Playing with Intimacy and Intensity

Funded by the AHRC’s Research Networking Scheme, this project brings together an international group of practitioners, academics and practitioner-academics to share ideas and working methods of playfully inviting audiences to engage in challenging activity as part of performances.

Performance culture is changing. There is a turn towards playful invitations to intense and intimate encounters, that is proving popular with both artists and audiences. Audiences are being drawn into rich and sometimes risky experiences in the middle of performance, rather than at a safe spectatorial distance, often through structured games or playful provocations. The diverse work that is going on in theatre, live art, dance, gaming and applied arts can be seen as a dynamic but diffuse project of research and development into interaction, involvement and encounter, and into what play and performance can become in contemporary culture.

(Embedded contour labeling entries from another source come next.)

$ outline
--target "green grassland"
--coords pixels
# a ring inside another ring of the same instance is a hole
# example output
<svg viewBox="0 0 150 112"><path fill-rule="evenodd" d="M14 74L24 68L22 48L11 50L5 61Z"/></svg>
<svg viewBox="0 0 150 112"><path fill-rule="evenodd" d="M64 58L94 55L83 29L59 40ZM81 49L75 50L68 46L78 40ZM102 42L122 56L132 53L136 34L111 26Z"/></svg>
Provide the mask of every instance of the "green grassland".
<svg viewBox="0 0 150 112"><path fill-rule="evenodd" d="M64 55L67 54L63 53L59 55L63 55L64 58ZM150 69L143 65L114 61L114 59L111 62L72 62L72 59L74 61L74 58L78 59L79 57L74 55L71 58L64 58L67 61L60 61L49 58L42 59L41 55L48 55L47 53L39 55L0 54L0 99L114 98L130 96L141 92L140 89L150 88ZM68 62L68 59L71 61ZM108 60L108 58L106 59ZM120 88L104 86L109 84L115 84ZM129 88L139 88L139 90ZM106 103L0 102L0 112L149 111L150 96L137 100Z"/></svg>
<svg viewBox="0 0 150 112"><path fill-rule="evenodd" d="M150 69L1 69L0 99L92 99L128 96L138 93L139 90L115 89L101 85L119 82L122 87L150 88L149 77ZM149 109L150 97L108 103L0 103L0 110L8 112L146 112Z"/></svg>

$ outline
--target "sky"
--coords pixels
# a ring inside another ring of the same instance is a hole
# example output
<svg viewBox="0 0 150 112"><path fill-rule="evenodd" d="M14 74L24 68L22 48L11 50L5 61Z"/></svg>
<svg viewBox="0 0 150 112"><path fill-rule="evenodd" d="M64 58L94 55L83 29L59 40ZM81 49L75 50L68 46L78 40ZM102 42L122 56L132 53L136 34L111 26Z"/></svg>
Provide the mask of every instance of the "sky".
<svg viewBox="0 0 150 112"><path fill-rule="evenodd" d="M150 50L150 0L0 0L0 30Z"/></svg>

This project, led by Central’s Gareth White (PI) and Bruce Barton (CI) from the University of Calgary, strengthens connections between these disciplines, to enhance shared understanding in the sub-disciplines of participatory performance that are emerging in each case, and thus to stimulate new directions of enquiry in practice and theory.

This network brings together those who explicitly and implicitly research playfully intimate and intense participation, involving artists, academics and artist-academics across and between the intersections of art forms and academic disciplines, to stimulate shared insight and highly productive reflection on the artistic potential and ethical complexities of this work. The network proposed is an international group of scholars, artists and scholar-artists with expertise in creating and theorising performance practices across this range of art forms and academic disciplines, with proven ability to achieve high quality and high impact outcomes in writing and performance.

These changes to performance culture are happening now, and the growth of participatory performance across international cultural industries shows no sign of abating. The urgency of this research is that interdisciplinary practice-oriented research, involving practitioners and theorists from across intersecting art forms and disciplines with the deeper understanding it will bring, is needed to enhance and drive innovative practical responses to the complex ethical and aesthetic challenges of intimate and intense participation.

The project begins with a performance Lab, attended by network members from across the world, at Jackson’s Lane in London. A second Lab will take place in the autumn, along with a one day open conference, sharing the experiences of the network and inviting other experts (producers, critics, audiences, as well as practitioners and scholars) to share their perspectives.